The Board of Directors of Yoho has unanimously approved the Offer. PrivateCo’s Board of Directors has unanimously approved the Offer, has concluded that the Offer is in the best interests of PrivateCo's shareholders and will recommend that PrivateCo shareholders accept the Offer. Peters & Co. Limited acted as exclusive financial advisor to PrivateCo and has provided PrivateCo's Board of Directors with a verbal fairness opinion that the consideration to be received under the Offer is fair from a financial point of view to the PrivateCo shareholders.

The Offer will be subject to certain conditions, including the deposit of not less than 90% of the outstanding shares of PrivateCo (on a fully diluted basis), receipt of all required regulatory approvals and other customary conditions. In addition, PrivateCo has agreed that it will not solicit or initiate discussions or negotiations with any third party for any take-over bid or other business combination involving PrivateCo, and Yoho has reserved the right to match any competing proposals. Under certain circumstances, PrivateCo has agreed to pay a non-completion fee of $675,000 to Yoho. The directors and officers of PrivateCo, together with certain other shareholders, representing approximately 79.5% of the issued and outstanding shares of PrivateCo on a fully diluted basis, have agreed to tender their shares to the Offer, subject to certain exceptions, and have entered into lock-up agreements with Yoho evidencing such commitment. Documents relating to the Offer are expected to be mailed to shareholders of PrivateCo in late May 2010, with closing anticipated in late June 2010.

Acumen Capital Finance Partners Limited and Paradigm Capital Inc. are acting as special advisors to Yoho on this transaction.

For more information please contact:

Wendy S. Woolsey
Vice President, Finance and CFO
Yoho Resources Inc.
Phone: (403) 537-1771
www.yohoresources.ca

Neither TSX Venture Exchange nor its Regulation Services Provider (as that term is defined in the policies of the TSX Venture Exchange) accepts responsibility for the adequacy or accuracy of this release.

Cautionary Statements

Forward-looking information and statements

This news release contains statements that constitute "forward-looking information" or "forward-looking statements" (collectively "forward-looking information") within the meaning of applicable securities legislation. This forward-looking information includes, among others, statements regarding: the Offer; the completion of the Offer; taking up and paying for the shares acquired pursuant to the Offer and the closing of the acquisition; and the outcome of the Offer, including regarding transaction values and accretion, estimates of reserves, estimates of production, management's assessment of the companies future plans, operations and opportunities, the effect of the Offer on Yoho and timing of matters relating to the acceptance of the Offer.

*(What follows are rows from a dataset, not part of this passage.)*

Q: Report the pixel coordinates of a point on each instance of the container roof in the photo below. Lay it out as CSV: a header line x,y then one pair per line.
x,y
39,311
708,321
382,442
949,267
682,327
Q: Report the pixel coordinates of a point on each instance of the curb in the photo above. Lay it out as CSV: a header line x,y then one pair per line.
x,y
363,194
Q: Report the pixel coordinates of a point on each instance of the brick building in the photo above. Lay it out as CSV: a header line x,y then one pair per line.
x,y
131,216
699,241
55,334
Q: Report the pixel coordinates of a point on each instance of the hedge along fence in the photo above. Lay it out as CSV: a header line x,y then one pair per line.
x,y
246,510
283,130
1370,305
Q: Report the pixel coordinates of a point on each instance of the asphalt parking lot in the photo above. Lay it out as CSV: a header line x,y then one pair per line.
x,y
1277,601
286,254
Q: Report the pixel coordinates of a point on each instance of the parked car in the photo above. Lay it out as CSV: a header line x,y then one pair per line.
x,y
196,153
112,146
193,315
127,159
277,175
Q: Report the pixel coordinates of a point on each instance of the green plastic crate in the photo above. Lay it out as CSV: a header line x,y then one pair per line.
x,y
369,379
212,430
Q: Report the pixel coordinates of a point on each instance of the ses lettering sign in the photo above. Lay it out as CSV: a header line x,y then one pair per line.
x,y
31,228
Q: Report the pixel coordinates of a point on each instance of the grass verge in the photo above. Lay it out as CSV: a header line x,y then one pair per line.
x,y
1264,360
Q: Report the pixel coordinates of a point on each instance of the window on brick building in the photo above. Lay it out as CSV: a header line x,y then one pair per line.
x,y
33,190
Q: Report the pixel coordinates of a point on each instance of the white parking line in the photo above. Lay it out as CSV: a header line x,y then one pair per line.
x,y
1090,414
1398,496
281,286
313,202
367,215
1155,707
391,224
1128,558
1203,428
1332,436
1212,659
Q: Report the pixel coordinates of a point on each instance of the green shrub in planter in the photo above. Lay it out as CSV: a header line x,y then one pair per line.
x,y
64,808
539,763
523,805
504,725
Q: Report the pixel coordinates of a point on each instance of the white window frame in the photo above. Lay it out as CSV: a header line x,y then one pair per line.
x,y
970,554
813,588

Various assumptions were used in drawing the conclusions or making the forecasts and projections contained in the forward-looking information contained in this news release. Forward-looking information is based on current expectations, estimates and projections that involve a number of risks, which could cause actual results to vary and in some instances to differ materially from those anticipated by Yoho and described in the forward-looking information contained in this news release. Undue reliance should not be placed on forward-looking information. The material risk factors include, but are not limited to: failure to make the Offer, failure to complete the Offer, failure to realize anticipated synergies, the uncertainty of estimates and projections relating to production and reserves, the possibility that government policies or laws may change or governmental and regulatory approvals may be delayed or withheld, changes in tax laws, changes in royalty rates, and Yoho's ability to implement its business strategy. Readers are cautioned that the foregoing list of risk factors is not exhaustive. Additional information on these and other factors that could affect Yoho's results are included in reports on file with Canadian securities regulatory authorities and may be accessed through the SEDAR website (www.sedar.com).

Forward-looking information is based on the estimates and opinions of Yoho's management at the time the information is released and Yoho does not undertake any obligation to update publicly or to revise any of the forward-looking statements, whether as a result of new information, future events or otherwise, except as may be required by applicable securities laws.

This news release does not constitute an offer to sell or the solicitation of an offer to buy any securities within the United States. The securities to be offered have not been and will not be registered under the U.S. Securities Act of 1933, as amended, or any state securities laws, and may not be offered or sold in the United States absent registration or an applicable exemption from the registration requirements of such Act or other laws.

BOE Presentation

In conformity with National Instrument 51-101, Standards for Disclosure of Oil and Gas Activities natural gas volumes have been converted to barrels of oil equivalent (“boe”) using a conversion rate of six thousand cubic feet of natural gas to one barrel of oil. This ratio is based on an energy equivalency conversion method primarily applicable at the burner tip and does not represent a value equivalency at the wellhead. Readers are cautioned that the term “boe” may be misleading, particularly if used in isolation.